L’article 5 du décret de 1967 sur la copropriété prévoit la transmission d’un état daté. Etabli par le syndic, ce document standard doit indiquer la situation budgétaire du propriétaire vis-à-vis de la copropriété au moment de la vente du logement. Obligatoire, il doit être ainsi remis au notaire au moment de l’acte de vente. Si un décret du 1er juin 2020 a plafonné le tarif de l’état daté à 380 euros, l’Association des responsables de copropriété (ARC) reproche aux syndics de considérer ce tarif plafonné comme un tarif réglementé. « En amont de la fixation du montant du plafond de l’état daté, une étude de la DGCCRF, démontrait que la médiane des coûts se situait à 400 €. Mécaniquement, le plafond fixé – 380€ – a donc engendré, chez plus de la moitié des syndics professionnels, une baisse de la facturation des états datés », tient ainsi à rappeler Jean-Marc Torrollion.

Un document de plus en plus fourni

Autre point d’achoppement mis en avant par le président de la FNAIM : le fait qu’au sens strict, l’article 5 du décret n°67-223 du 17 mars 1967 concerne des informations financières en trois parties, soit 5 pages. Or, l’état daté compte aujourd’hui 13 pages, soit bien au-delà de la stricte obligation réglementaire, en y ajoutant de nombreux éléments relatifs à la vie de la copropriété, tels que les assurances de l’immeuble, les contrats au bénéfice du syndicat des copropriétaires ou encore l’existence d’emprunts, sans oublier un dossier technique et environnemental de plus en plus fourni.
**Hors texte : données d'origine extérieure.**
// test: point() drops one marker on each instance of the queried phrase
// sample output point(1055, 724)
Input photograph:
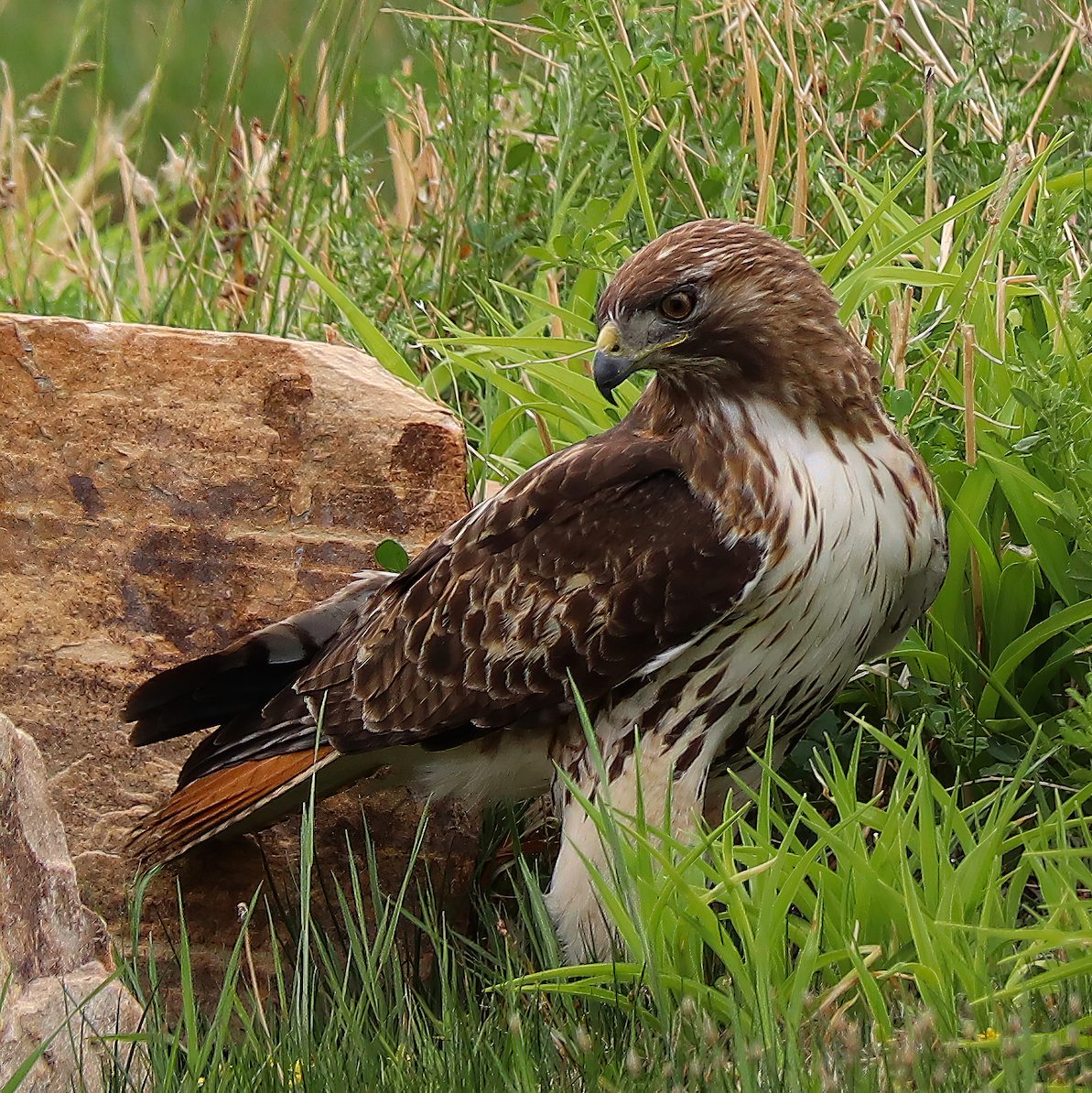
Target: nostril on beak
point(608, 340)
Un pré-état daté non obligatoire, mais bien réel

Dans son communiqué, l’ARC évoque également un « faux pré-état daté sans aucune existence juridique ». Si la notion de pré-état daté n’existe certes pas dans les textes, les obligations sont, quant à elles, bien réelles. Le pré-état daté correspond ainsi à la longue liste des obligations d’informations devant être communiquées à l’acquéreur au plus tard lors de la signature de la promesse de vente, et ce depuis la Loi ALUR, prévue à l’article L721-2 du Code de la Construction et de l’Habitation.  « Ces obligations, ce « pré-état daté », pèsent sur le vendeur et non sur le syndic. Elles sont en réalité – éventuellement – sous-traitées à ce dernier. Cette sollicitation du syndic est un service à part entière rendu au copropriétaire, qui n’est absolument pas obligatoire », souligne Jean-Marc Torrollion. Si certains copropriétaires se chargent eux-mêmes de les remplir, ce service fait l’objet d’un devis quand ils font le choix de passer par le syndic de l’immeuble.

Le prix de la sécurité

Pour la FNAIM, l’ARC ne saurait ainsi exiger du syndic qu’il assume gratuitement des obligations qui n’ont jamais été les siennes, qui requièrent du temps humain et matériel et enfin qui induisent des responsabilités capitales. « Il s’agit d’un service rendu pour assurer la sécurité totale du copropriétaire. Et la sécurité a un prix », conclut la FNAIM.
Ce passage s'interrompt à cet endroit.